O Índice de Preços ao Consumidor Amplo (IPCA) de abril fechou em 0,80%, acumulando uma inflação de 2,30% nos primeiros quatro meses do ano. Nesse mês, os preços administrados da gasolina e do gás participaram com 0,48% para a taxa alcançada. Assim como no mês anterior, quando o núcleo da inflação calculado pelo método das médias aparadas registrou um incremento de 0,58%, em abril o comportamento desse indicador se manteve em 0,57%. Isso demonstra que o núcleo da inflação se manteve elevado.

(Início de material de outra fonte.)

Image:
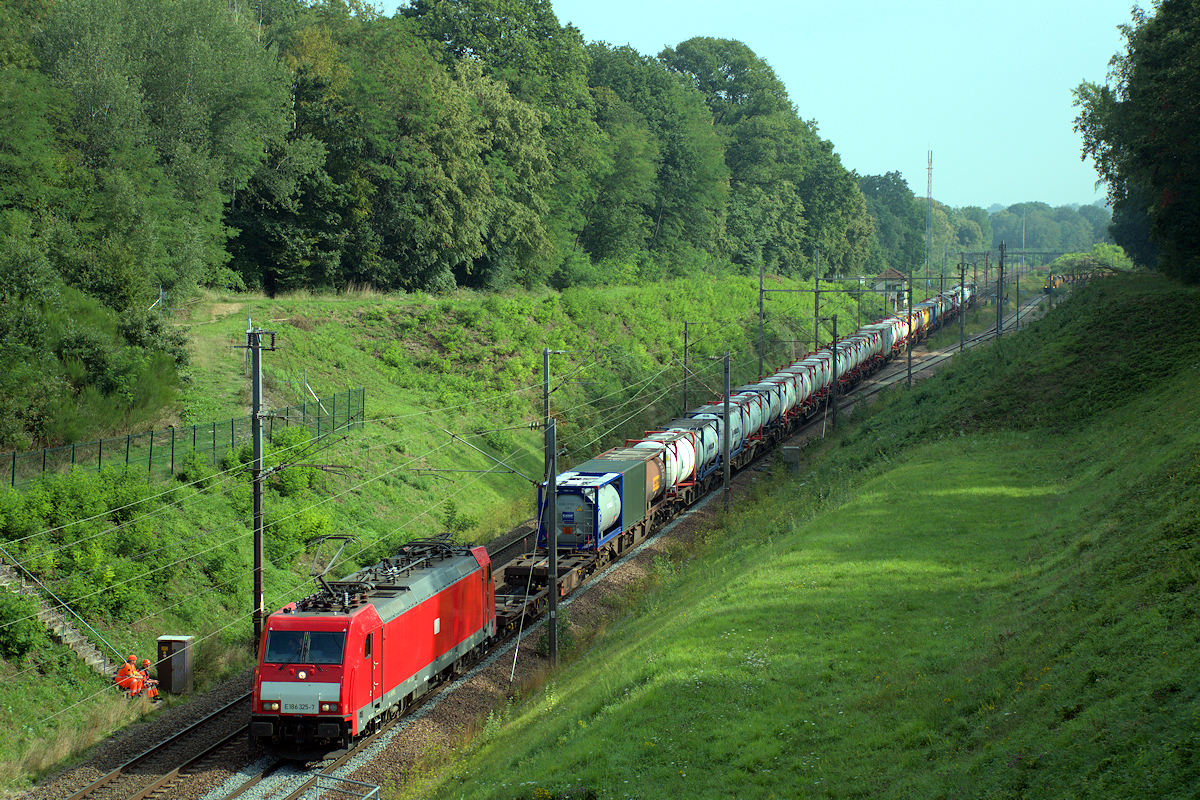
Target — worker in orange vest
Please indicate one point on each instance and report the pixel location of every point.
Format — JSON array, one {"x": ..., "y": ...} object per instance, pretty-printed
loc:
[
  {"x": 127, "y": 677},
  {"x": 151, "y": 685}
]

O mês de maio chegou ao final com o IPCA-15 — índice que converge com o IPCA, mas é medido do meio de um mês ao meio do mês seguinte — registrando um incremento de 0,42%, o que corresponde à expectativa de mercado de variação mensal de 0,41%. Responsável pelo maior impacto sobre o valor total obtido, a gasolina contribuiu com 0,15% na formação do Índice de Preços ao Consumidor Amplo.

Instrumento utilizado pelo Bacen para o monitoramento do sistema de metas, o IPCA acumulou 7,98% nos últimos 12 meses e chegou a um ponto-limite. Isto porque os valores realizados até o corrente mês estão além daqueles esperados quando do início do corrente exercício.

Efetivamente, no início do corrente ano, as autoridades monetárias trabalhavam com a meta de 3,5% para o IPCA de 2002, implicando um limite superior de 5,5%. Todavia o valor acumulado nos últimos 12 meses alcançava uma taxa próxima a 8% em abril. A presença dessa diferença entre os valores esperados e realizados para o índice de inflação já ocorrera no exercício de 2001, ocasião em que a diferença alcançou cerca de dois pontos percentuais — acima do limite superior.

Para 2003, o Conselho Monetário Nacional trabalha com a hipótese de IPCA de 3,25% contra a estimativa do FMI de 3,9%. Neste final de junho, o País deverá fazer uma opção importantíssima, ao fixar a meta da inflação para o exercício de 2004. Dadas as condições atuais de aumento do Risco-País, de manutenção da taxa de juros em patamar elevado, de proximidade de uma sucessão presidencial e de um ambiente externo incerto, fica a dúvida sobre se as autoridades monetárias sinalizarão uma inflação ainda menor para 2004.

Quanto à comparação da inflação brasileira com o comportamento dos preços nos países desenvolvidos, vale lembrar as previsões para o biênio 2002-03, constantes do Panorama Econômico Mundial, publicado pelo FMI, em sua versão de abril. No âmbito dos países do G-7, a previsão de inflação mais elevada alcança 2,5% ao ano e refere-se ao Reino Unido em 2003. Isso significa que os valores da inflação brasileira para o corrente ano, embora reduzidos para a memória nacional, estão muito acima dos padrões vigentes no Primeiro Mundo.